一方で、アプラウエ家の側も、フルーネフェルト家に降伏条件を覆される心配はあまりしなくていい。レコッサ周辺以外の領地を、統治に必要な情報や実務も含めて割譲してもらうとなれば今しばらく時間がかかり、その間に両家の誓約内容――フルーネフェルト家がアプラウエ家にレコッサと鉄鉱山を安堵したことも自然と広まる。その上で、用済みとなったアプラウエ家との誓約をいきなり覆せば、君主家としてのフルーネフェルト家の信用は地に落ちる。
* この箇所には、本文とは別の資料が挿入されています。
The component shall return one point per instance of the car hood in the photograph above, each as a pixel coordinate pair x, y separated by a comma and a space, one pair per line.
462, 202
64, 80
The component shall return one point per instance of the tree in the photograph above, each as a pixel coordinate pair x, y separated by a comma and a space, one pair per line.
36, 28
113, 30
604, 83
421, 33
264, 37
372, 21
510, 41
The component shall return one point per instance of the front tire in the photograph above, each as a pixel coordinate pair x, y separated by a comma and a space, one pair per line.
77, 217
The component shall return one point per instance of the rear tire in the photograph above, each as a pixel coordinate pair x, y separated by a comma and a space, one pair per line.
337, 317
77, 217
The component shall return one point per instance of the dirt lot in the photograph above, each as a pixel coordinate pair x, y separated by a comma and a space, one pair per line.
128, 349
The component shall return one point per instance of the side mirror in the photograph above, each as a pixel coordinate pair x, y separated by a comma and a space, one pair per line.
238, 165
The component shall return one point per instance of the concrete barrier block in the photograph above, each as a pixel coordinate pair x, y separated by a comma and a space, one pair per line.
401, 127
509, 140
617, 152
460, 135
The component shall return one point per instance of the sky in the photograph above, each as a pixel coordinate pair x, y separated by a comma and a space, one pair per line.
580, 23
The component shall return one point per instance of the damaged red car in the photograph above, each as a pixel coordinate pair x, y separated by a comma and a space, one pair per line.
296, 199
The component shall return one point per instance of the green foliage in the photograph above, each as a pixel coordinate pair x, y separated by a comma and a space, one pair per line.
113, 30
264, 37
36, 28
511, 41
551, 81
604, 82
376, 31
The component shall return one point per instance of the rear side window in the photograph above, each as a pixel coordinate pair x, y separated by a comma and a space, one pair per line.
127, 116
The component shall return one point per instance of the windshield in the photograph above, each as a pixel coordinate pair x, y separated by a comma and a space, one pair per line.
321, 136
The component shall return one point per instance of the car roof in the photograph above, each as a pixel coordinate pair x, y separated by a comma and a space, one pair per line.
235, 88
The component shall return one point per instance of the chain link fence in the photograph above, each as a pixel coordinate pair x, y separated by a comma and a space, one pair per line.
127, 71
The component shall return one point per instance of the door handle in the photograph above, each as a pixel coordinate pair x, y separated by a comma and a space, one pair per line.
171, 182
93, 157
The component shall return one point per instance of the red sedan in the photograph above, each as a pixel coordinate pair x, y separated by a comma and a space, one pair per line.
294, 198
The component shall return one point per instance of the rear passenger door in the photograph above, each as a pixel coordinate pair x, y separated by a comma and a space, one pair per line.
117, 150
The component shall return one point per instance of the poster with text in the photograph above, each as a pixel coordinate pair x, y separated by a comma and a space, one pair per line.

むしろ、フルーネフェルト家は積極的にアプラウエ子爵領を守る。鉄鉱山を抱えるアプラウエ家を、自家の傘下に置き続けたいからこそ。なのでアプラウエ家は、人口と共に常備兵力を減らしても、レコッサと鉄鉱山さえ抱えておけば問題ない。
ヴィーヴォとしては、そこまで見越した上でこのような提案をしているはず。結論として、彼の提案した条件は、実に絶妙な内容だった。
おそらく彼は、こちらが軍事力を、その土台となる人口を欲していることを察した上でこのような提案をしている。臣従させた西の小貴族領群に税を上納させた上で、自領において予備役制度のようなものを整備していることを、情報収集によって掴んでいるのだろう。
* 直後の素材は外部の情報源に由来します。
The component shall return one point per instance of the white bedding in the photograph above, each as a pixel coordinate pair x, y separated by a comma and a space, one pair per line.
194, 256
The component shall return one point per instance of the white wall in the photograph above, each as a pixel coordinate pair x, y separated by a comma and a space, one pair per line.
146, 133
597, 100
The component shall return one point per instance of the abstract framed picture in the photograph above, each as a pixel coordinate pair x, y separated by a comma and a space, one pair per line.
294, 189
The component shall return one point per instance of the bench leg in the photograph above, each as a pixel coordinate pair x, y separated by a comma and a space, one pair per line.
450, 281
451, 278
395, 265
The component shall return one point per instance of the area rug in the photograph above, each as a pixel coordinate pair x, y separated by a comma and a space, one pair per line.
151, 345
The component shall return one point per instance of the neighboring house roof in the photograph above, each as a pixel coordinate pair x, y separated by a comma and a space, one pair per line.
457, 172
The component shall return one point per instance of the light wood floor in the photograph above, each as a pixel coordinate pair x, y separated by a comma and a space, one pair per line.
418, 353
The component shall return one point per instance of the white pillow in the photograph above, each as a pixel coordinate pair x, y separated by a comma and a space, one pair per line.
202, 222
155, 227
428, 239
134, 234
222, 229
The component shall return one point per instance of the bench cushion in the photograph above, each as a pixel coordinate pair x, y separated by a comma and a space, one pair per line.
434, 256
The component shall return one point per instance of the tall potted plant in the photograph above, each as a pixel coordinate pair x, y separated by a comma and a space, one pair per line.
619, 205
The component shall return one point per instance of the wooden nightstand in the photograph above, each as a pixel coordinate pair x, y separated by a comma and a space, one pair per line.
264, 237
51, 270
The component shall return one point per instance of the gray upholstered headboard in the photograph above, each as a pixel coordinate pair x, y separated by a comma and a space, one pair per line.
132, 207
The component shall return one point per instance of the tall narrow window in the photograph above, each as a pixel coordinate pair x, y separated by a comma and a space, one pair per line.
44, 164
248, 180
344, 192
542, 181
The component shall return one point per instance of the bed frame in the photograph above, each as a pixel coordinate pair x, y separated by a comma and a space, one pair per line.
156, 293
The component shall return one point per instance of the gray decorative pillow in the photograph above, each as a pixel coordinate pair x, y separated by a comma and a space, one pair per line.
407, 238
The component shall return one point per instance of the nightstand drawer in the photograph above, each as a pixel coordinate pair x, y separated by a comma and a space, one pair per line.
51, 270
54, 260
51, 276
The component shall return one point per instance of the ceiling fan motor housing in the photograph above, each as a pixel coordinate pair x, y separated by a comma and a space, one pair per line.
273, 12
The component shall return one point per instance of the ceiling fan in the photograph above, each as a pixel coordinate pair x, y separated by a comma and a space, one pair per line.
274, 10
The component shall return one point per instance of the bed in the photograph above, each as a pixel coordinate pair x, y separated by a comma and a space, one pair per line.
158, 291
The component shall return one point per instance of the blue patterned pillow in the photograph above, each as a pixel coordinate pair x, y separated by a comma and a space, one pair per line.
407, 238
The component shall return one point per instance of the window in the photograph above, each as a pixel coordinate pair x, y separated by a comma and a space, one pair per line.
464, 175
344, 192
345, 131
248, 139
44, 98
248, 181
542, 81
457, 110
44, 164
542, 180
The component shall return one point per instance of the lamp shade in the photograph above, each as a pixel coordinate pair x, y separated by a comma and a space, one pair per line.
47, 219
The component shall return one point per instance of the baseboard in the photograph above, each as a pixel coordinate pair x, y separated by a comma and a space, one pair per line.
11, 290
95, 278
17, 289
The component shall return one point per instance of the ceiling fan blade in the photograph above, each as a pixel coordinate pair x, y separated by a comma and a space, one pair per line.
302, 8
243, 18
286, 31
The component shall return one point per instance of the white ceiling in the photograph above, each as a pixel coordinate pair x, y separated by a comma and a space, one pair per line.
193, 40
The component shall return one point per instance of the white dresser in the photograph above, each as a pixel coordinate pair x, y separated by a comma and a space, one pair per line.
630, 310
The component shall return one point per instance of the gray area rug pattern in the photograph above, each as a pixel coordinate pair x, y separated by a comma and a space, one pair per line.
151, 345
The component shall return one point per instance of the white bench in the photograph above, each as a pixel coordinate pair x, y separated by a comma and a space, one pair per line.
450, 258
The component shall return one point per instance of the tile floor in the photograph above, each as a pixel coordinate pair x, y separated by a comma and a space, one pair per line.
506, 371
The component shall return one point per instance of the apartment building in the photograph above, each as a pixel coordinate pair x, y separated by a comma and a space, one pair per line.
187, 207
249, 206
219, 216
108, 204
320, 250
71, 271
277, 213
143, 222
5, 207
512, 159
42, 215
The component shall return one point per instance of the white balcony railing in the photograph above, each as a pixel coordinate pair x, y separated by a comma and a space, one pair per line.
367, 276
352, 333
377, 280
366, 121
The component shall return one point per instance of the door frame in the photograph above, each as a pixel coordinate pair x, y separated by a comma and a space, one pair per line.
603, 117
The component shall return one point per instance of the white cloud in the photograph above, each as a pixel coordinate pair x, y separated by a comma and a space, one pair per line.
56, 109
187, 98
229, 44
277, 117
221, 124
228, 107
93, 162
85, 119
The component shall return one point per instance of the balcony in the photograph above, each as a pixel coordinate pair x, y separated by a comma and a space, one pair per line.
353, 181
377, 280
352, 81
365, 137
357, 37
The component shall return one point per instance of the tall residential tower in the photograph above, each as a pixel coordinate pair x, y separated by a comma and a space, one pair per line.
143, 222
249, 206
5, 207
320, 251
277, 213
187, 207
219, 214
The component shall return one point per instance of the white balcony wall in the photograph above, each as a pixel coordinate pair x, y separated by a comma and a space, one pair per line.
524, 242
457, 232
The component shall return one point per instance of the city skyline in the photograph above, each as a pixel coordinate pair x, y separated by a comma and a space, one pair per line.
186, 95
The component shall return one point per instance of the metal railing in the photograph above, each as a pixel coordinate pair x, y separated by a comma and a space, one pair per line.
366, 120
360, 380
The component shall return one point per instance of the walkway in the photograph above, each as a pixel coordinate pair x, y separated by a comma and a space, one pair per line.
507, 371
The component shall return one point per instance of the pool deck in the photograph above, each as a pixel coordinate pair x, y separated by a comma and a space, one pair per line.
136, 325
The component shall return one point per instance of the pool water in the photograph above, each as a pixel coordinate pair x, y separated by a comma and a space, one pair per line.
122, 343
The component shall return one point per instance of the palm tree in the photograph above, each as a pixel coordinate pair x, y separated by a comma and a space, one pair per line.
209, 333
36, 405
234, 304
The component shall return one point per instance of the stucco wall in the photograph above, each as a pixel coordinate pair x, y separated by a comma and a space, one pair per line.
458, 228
臆病者と評されることを承知の上で一度戦場から逃走したのも、捕縛されて不利な条件で降伏させられることを避け、再戦の余地を残した上であえて交渉を申し出ることで、できるだけ対等に近い立場で双方の利点を提示し、自家に有利な降伏条件を引き出すためか。そうしてレコッサと鉄鉱山を維持すれば、危機的状況でも権力の根幹を守り抜いた当主として、家に近しい者たちや都市部の有力者からの支持は保つことができる。
政治的な立ち回りについては、なかなかよく考えられている。将としてのヴィーヴォは――実戦経験も持ち得ないこのような時世では仕方のないことだが――決して強敵とは言えなかった。しかし政治家としての彼は、極めて強かで、有能で、だからこそきっと手強い。